Tuesday, November 15, 2005

Democrats continue their hissy fit over Iraq

But this time they took it to the Senate for a vote on an exact timetable for withdrawl.

WASHINGTON (AP) -- The Republican-controlled Senate on Tuesday easily defeated a Democratic effort to call for President Bush to outline a timetable for a phased withdrawal of U.S. troops from Iraq.

The vote was 58-40 against a Democratic plan that the minority party's leadership advanced in the wake of declining public support for a conflict that has claimed more than 2,000 U.S. lives and cost more than $200 billion.

Republicans countered with their own alternative, urging that 2006 "should be a period of significant transition to full Iraqi sovereignty," with Iraqi forces taking the lead in providing security -- a step lawmakers hope will speed a reduction of U.S. forces.

Given the Republican majority, passage seemed a certainty.

The amendments were to the 2005 Defense Appropriations Act. The bill includes provisions that, taken together, mark an effort by Congress to rein in some of the wide authority lawmakers gave the president following the Sept. 11, 2001, terrorist attacks. For instance, the measure includes language imposing restrictions on the treatment of foreign detainees and requiring details on purportedly secret CIA prisons overseas.

A bipartisan group of senators reached a compromise Monday that would allow detainees at Guantanamo Bay, Cuba, to appeal the rulings of U.S. military tribunals to the federal courts. Detainees who receive a punishment of 10 years in prison or more or death would get an automatic appeal to the federal appeals court in Washington. Detainees with lesser sentences still could petition the court to hear their cases. And the 500 or so detainees at the U.S. naval base in Cuba would be allowed to challenge in federal court the procedure under which they were labeled "enemy combatants."

The Senate is expected to vote on the compromise provision Tuesday.

Oh good God, please, no appeals for the terrorists. You'd think it would be pretty cut and dry case, that if we caught you in Iraq with a gun shooting at coalition forces, there wouldn't be a whole lot of room for appeal. But I'm sure an enterprising lawyer will find something. You know, bloody gloves that don't fit or maybe the accused got himself all hopped up on twinkies right before he was caught or he was just holding the gun for some guy while he was in the restroom. You know, creative stuff.

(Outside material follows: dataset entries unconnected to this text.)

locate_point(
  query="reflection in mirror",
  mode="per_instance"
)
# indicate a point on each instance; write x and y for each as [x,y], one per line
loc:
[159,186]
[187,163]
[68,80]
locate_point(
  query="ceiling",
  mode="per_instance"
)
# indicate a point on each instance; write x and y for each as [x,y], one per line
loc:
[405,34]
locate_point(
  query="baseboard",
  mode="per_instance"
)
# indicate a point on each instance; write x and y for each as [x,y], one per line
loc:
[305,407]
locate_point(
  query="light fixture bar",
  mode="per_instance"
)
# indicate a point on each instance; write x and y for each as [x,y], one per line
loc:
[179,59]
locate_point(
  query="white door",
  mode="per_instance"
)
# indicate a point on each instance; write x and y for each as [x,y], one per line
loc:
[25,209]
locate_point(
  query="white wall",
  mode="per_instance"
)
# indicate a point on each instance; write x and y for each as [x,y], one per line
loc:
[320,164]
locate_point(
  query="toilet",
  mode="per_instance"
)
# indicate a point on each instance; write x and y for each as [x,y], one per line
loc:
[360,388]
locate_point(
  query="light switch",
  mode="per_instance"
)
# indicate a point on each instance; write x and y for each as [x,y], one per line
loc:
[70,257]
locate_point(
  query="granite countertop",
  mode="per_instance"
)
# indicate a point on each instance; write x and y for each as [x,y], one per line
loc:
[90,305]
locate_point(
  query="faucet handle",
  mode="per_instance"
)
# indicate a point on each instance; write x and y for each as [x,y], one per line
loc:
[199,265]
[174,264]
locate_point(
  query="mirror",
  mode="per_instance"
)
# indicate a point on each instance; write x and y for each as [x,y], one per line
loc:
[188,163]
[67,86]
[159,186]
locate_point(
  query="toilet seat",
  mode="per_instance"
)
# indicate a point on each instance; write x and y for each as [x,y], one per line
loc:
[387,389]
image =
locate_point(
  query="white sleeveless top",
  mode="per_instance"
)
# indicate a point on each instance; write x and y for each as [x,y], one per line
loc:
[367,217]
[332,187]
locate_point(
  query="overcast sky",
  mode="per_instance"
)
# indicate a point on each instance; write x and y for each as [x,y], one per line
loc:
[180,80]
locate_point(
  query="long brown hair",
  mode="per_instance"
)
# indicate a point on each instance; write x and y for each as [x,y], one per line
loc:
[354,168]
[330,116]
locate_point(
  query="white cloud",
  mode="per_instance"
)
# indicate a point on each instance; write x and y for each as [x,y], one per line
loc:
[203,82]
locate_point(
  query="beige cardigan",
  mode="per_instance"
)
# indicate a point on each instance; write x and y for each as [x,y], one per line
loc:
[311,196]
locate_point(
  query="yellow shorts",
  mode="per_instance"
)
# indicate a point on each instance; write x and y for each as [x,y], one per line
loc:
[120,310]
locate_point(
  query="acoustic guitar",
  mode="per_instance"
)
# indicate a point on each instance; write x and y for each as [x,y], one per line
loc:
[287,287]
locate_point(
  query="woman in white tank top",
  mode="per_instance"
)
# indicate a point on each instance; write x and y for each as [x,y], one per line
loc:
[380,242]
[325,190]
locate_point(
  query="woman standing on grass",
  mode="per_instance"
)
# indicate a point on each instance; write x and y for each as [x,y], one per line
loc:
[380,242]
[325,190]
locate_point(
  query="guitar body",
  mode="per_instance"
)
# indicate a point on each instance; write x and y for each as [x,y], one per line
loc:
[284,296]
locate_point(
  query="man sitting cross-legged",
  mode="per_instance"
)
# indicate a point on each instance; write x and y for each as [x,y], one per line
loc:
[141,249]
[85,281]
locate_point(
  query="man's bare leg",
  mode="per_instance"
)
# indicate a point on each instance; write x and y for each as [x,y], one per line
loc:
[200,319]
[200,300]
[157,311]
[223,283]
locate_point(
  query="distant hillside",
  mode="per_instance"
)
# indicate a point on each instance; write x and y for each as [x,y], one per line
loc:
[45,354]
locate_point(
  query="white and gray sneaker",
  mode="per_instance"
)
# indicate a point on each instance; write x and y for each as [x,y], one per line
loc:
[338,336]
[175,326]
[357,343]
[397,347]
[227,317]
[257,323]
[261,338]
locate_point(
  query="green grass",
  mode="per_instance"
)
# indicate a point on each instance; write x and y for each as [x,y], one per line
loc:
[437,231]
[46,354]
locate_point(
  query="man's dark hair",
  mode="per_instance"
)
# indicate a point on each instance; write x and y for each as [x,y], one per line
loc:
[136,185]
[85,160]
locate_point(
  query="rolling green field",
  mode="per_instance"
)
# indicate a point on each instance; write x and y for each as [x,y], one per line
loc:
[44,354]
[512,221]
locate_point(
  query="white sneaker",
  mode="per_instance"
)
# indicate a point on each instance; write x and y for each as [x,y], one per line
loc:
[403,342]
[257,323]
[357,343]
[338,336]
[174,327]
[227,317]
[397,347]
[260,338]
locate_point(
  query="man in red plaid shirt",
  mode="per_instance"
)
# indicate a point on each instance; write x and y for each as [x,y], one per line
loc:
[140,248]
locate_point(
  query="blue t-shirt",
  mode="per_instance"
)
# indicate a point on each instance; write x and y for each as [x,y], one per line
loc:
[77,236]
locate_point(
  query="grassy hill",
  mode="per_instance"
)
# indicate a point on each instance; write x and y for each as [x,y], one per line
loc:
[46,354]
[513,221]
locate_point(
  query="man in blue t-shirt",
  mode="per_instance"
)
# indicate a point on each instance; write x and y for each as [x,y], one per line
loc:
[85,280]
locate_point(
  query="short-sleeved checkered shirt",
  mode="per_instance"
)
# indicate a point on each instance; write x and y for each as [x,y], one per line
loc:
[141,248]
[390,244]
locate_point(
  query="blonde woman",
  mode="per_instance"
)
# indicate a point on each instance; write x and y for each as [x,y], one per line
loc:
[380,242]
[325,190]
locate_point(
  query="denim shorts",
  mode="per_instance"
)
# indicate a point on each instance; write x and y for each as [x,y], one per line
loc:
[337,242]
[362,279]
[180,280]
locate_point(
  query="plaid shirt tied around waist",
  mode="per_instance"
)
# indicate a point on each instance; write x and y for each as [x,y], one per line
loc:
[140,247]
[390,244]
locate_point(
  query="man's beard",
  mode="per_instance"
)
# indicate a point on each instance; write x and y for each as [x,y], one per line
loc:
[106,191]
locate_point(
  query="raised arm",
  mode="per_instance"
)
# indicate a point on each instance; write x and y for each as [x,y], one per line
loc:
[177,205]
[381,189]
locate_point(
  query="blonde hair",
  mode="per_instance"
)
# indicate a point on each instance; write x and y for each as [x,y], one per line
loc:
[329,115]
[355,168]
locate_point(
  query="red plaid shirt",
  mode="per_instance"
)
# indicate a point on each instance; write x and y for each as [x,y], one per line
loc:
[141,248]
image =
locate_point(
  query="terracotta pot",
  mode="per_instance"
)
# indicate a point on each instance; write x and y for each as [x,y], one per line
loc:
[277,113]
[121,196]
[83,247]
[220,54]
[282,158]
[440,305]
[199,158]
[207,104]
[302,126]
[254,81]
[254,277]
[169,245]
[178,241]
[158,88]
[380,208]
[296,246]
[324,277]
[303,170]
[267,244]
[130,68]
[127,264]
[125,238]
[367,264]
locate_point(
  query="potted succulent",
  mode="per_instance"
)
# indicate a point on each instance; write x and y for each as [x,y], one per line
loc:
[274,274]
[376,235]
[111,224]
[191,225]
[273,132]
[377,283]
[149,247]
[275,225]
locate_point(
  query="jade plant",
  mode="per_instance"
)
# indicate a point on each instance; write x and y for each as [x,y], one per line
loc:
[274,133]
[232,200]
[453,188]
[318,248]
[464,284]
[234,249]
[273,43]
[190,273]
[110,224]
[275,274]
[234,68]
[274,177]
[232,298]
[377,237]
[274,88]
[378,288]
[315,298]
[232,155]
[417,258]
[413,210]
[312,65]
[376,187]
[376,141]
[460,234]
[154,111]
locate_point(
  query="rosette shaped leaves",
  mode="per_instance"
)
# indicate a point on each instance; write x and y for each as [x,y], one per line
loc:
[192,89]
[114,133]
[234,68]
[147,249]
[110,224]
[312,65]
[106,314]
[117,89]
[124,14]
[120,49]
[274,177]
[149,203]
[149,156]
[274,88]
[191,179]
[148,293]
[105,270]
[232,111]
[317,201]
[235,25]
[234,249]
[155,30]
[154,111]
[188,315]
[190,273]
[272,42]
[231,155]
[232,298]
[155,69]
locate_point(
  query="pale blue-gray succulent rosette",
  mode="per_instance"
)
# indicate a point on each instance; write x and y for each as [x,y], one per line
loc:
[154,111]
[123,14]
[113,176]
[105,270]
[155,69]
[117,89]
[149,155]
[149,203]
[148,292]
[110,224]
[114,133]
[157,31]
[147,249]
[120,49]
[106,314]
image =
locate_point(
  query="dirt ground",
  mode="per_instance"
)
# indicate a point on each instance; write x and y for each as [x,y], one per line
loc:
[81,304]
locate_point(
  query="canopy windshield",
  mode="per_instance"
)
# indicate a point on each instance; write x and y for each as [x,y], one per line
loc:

On the transition subject, every day is a step closer to a solidified foundation for the new democratic Iraqi government and to a larger and more capable Iraqi army to battle terrorists. Therefore every day is a big step forward for the fledgling Iraqi people as they slowly take control of their country. You can't rush that; you can't saythat will be finished on this day at this time. It's going to be gradual; as their responsibilities increase, ours will decrease. There's no timetable for that.